When the place had been cleared and the basket was half full of victims, the question came how to dispose of them. Impossible to throw them away or burn them; she would as soon, almost, have treated children so.

She stood at the gate undecided, till suddenly there came the solution of the problem, and opening the gate she passed down the lilac-shaded path to Nagasaki. On the way she saw more bluebells and stopped to pluck them, so that when the lane at the bottom was reached the basket was nearly full.

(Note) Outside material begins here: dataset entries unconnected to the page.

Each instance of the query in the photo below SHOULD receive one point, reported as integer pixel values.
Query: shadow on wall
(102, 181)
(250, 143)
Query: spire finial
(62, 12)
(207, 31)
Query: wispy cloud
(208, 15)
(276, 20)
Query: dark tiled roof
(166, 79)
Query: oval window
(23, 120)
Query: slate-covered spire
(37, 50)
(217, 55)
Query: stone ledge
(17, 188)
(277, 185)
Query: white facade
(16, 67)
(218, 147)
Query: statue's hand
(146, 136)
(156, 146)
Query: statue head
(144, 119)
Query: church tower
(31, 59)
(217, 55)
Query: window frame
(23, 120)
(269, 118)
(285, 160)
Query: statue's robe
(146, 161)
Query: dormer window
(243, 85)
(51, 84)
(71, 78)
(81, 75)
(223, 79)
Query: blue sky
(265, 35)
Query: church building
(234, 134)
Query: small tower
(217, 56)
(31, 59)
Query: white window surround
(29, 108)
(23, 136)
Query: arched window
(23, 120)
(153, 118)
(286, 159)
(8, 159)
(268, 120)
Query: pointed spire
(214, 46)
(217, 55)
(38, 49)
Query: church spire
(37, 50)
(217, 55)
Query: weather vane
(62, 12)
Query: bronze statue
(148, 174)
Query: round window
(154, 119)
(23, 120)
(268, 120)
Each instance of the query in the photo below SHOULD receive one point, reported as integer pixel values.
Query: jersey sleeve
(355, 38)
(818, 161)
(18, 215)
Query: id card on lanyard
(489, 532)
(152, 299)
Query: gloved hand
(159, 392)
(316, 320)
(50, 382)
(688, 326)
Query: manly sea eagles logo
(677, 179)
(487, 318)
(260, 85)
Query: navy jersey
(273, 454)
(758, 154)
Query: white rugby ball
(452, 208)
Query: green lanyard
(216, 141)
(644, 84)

In a rabbit-hutch of a house off the lane lay a tragedy, or the remains of one, in the form of O Toku San, a poor work-girl. She had loved a man, and he had not even betrayed her in the ordinary way. He had simply changed his mind, and gone off with another girl.

She tried to kill herself, not in the native way, but with some abominable sort of foreign poison—Oxalic acid, most likely; but they saved her life, and she lay in the hospital nearly a month with her hands tied, to prevent her trying to kill herself again.

When she came out of the hospital she made no more attempts to obtain peace. She was in the clutches of pernicious anæmia, and she now lay dying, a despairing shadow, the ghost of what had once been a pretty and happy girl.

Campanula turned to the tiny house, and that day O Toku San had a whole silver yen to give to her mother on her return, and a bunch of freshly-gathered blue flowers to charm her eye: things to the dying better than all music and poetry, and far above the greatest masterpieces of art.